The problem is simple: the patient has three possible courses of action for the 2017 plan year:

  1. Keep the current plan and pay higher copays at the pharmacy of the patient’s choice
  2. Keep the current plan and switch pharmacies to a preferred pharmacy
  3. Choose a different plan entirely based on cost and pharmacy of choice.

The plan’s phone calls cover only the first two options, and as it turns out it doesn’t address any of the various permutations of these choices. We have done impartial analysis on dozens of our customers that have received these phone calls, and this is what we have found.
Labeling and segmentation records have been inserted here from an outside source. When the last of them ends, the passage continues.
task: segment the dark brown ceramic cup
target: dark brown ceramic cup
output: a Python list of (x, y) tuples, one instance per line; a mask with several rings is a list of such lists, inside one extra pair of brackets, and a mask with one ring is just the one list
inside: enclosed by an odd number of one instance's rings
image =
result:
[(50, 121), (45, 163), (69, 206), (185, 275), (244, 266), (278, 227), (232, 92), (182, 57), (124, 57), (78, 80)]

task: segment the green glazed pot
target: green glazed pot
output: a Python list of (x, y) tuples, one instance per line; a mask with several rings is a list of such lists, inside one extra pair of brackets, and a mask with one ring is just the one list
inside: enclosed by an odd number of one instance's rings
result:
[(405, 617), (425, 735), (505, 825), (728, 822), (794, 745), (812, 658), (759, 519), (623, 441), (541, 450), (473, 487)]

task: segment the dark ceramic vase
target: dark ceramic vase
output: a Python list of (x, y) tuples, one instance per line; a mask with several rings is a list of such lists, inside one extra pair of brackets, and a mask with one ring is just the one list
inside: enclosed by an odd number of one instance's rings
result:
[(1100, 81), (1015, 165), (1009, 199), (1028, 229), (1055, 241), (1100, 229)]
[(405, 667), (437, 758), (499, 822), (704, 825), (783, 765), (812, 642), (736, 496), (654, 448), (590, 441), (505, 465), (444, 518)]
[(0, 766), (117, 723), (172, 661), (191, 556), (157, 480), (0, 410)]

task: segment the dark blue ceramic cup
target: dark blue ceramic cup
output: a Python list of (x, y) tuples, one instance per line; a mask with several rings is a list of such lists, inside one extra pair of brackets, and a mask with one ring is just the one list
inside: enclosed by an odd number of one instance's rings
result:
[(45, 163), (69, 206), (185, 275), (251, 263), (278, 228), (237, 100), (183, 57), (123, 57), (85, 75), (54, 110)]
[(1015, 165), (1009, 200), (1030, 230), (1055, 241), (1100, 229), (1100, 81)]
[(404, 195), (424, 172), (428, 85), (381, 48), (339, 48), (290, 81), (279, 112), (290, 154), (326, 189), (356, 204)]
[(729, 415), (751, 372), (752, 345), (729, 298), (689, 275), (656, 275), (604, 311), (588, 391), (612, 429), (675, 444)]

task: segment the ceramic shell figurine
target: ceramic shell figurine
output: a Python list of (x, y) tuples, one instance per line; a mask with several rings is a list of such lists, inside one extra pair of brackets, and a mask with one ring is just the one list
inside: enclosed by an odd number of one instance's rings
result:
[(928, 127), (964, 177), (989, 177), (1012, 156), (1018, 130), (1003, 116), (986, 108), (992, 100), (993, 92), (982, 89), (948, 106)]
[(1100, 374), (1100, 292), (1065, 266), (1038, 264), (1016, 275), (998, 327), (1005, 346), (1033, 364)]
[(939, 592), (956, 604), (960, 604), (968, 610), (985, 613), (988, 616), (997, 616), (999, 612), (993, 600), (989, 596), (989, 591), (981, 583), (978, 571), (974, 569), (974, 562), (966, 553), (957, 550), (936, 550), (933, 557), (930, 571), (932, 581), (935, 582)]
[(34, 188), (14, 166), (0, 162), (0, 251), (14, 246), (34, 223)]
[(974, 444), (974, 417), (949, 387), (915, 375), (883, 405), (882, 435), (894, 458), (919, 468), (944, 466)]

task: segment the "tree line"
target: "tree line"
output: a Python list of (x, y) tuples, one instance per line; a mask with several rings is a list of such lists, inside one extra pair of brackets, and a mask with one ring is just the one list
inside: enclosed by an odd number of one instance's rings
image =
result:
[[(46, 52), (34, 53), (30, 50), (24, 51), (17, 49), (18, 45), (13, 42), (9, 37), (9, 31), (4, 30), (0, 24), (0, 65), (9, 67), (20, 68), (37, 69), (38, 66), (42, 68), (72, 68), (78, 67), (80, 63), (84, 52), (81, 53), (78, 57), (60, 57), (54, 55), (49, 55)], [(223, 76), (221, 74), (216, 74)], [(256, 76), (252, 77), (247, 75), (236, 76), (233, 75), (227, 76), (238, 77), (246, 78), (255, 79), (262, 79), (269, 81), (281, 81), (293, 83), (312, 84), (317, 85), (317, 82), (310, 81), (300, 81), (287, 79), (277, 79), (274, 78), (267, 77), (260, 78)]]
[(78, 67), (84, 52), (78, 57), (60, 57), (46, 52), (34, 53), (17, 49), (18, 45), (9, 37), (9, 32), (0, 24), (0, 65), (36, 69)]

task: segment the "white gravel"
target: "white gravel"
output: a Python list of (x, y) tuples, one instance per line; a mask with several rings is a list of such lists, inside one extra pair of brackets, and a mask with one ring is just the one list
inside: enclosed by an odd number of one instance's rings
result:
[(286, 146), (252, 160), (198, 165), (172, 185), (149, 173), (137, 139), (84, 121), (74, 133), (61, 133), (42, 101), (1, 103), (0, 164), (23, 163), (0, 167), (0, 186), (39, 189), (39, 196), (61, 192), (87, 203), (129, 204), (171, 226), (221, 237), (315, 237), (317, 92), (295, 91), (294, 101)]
Using a non-preferred pharmacy does not necessarily mean the patient will pay more. The plan making the phone calls urging patient to switch pharmacies is not actually looking at the patient’s medications and situation. As it turns out, using a non-preferred pharmacy does not change copays for patients on a Low Income Subsidy (LIS). Additionally, patients taking some very expensive medications that result in the patient reaching the catastrophic coverage phase also end up paying almost exactly the same amount out of pocket at a preferred and non-preferred pharmacy. In short, several of our patients that have received calls could continue to use our pharmacy despite us not being preferred, and not be financially impacted.

Staying with the current plan and switching pharmacies is not always the least expensive option for the patient. One of the first things we do when helping a patient consider plans is to look at all plans without respect to a given pharmacy. This gives us a baseline for the lowest possible cost plan with respect to yearly out-of-pocket expense (this includes the plan premiums plus medication copays). Once we have established a baseline, we can add in the patient’s preference for pharmacies and compare this to the baseline. What we routinely find is that often patients better are off, compared to their current plan, choosing one of several different 2017 plans. What’s more, the patient can often achieve this savings without sacrificing their choice of pharmacy. By not broaching the possibility that the patient’s current plan may not be their lowest cost option in 2017 during its calls, the plan is withholding critical information and misleading the patient. This is fraud, in my opinion. 

There is actually a fourth option available to patient, but it is rarely discussed: Medicare Part D is optional, and the patient can simply not participate. This does invoke a 1% per month penalty on future premiums for each month that the patient does not carry creditable (comparable) coverage for prescriptions drugs, and I always discuss this if a patient is considering opting-out.  Choosing a Medicare Advantage plans is also a possibility, but this further complicates the discussion, and is better discussed with a license insurance agent.

So the take home point is that patients have to be careful about what they are being told by others. In our case, we have identified all of our customers on the plan making these calls, and we are contacting each one to discuss all of their options. We do this completely within the Medicare guidelines, and we have occasionally have to recommend (reluctantly, of course) a plan in which we are non-preferred, possibly leading them to use a different pharmacy. But by working with each patient, we are making each and every encounter count.